Cut your vegetables. Start with the cabbage. Reserve a whole leaf or two for covering the kimchi. But, cut the rest in 1 to 2 inch squares. Keep all the vegetables separate.
Salt the cabbage. Rub all the cut cabbage with kosher salt. Cover with enough water to submerge, but not swim. Stir to dissolve the salt. Cover this with a plate to keep submerged. Let it sit at room temperature for a minimum of 6 hours or overnight.
Drain off the cabbage. Save the brine. Rinse the cabbage and press out as much liquid as you can.

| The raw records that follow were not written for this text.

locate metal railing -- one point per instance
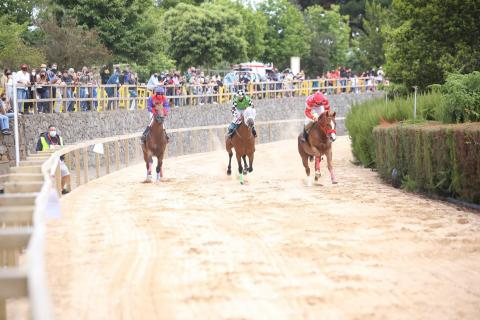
(88, 97)
(85, 165)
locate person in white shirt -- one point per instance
(153, 82)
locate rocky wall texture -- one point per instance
(82, 126)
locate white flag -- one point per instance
(98, 148)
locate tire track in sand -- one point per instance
(202, 246)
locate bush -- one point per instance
(430, 157)
(462, 98)
(362, 118)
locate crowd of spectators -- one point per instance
(80, 89)
(49, 85)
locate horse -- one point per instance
(155, 145)
(319, 143)
(243, 142)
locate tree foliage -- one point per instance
(372, 39)
(13, 50)
(205, 34)
(71, 45)
(287, 34)
(430, 38)
(18, 11)
(329, 39)
(123, 25)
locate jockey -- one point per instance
(240, 102)
(158, 99)
(315, 105)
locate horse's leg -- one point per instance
(148, 162)
(250, 162)
(305, 157)
(317, 168)
(159, 167)
(330, 166)
(245, 167)
(239, 161)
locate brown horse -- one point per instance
(243, 142)
(319, 143)
(155, 145)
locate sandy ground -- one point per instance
(201, 246)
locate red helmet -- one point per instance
(318, 98)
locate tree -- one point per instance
(329, 39)
(122, 25)
(204, 35)
(18, 11)
(371, 41)
(287, 35)
(430, 38)
(72, 45)
(13, 50)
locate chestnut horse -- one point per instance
(243, 142)
(319, 143)
(155, 145)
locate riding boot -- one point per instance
(144, 135)
(231, 130)
(304, 137)
(254, 132)
(166, 135)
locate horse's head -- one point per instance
(329, 125)
(249, 117)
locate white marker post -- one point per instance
(415, 103)
(15, 119)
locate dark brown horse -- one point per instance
(243, 142)
(319, 143)
(155, 145)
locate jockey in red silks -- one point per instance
(158, 99)
(315, 105)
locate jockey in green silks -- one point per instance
(240, 103)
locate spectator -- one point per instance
(104, 74)
(43, 92)
(67, 80)
(153, 82)
(4, 80)
(50, 140)
(5, 114)
(113, 80)
(22, 80)
(84, 80)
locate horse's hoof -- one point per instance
(309, 182)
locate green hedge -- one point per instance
(362, 118)
(431, 157)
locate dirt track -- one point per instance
(201, 246)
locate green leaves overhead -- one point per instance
(13, 50)
(286, 35)
(204, 35)
(430, 38)
(123, 25)
(329, 39)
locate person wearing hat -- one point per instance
(51, 140)
(158, 99)
(22, 80)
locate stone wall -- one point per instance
(81, 126)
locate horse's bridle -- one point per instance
(327, 131)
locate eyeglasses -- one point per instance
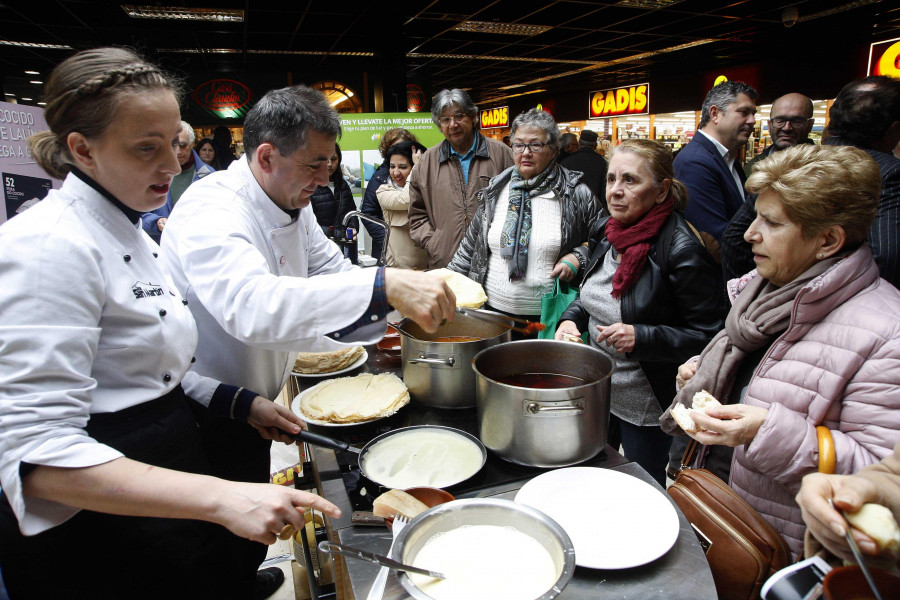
(535, 147)
(458, 117)
(794, 121)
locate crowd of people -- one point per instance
(139, 372)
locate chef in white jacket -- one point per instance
(263, 281)
(103, 476)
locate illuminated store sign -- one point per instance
(223, 97)
(616, 102)
(495, 117)
(884, 58)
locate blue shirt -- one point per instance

Mix together the Chili flakes or paste, rice flour, miso or fish sauce, and sugar or honey to make a paste. Toss all the ingredients together and make sure the paste coats everything.
Place the cabbage in a large jar or container and cover with the brine. make sure there is a couple of inches above the kimchi for fermentation gasses to occur. Put the whole cabbage leafs or some sort of weight on top of the cabbage to keep it submerged. If it is exposed to air, it can develop mold and bacteria. I read somewhere that a ziplock bag filled with water makes a good weight. You want the lid tight enough to keep things out. But, loose enough to allow gasses to escape.
Place the jar or container in a pan or some vessel that can catch any liquid that may escape during fermentation. Keep the kimchi in a cool dark place, like a basement, closet, or lower shelf in a cabinet. The optimal temperature is 55 to 65 degrees. Let it do it's magic for about 3 days.
Check the cabbage after three days to see if it is fermenting. If you tap it, you should see bubbles. If no bubbles, give it another day or two. If it is bubbling, Tighten the cap and put it in the fridge. Let it slowly ferment in the fridge for 10 to 12 days. While you can try some along the way, leaving it for the full time period results in the best flavor development and consistency.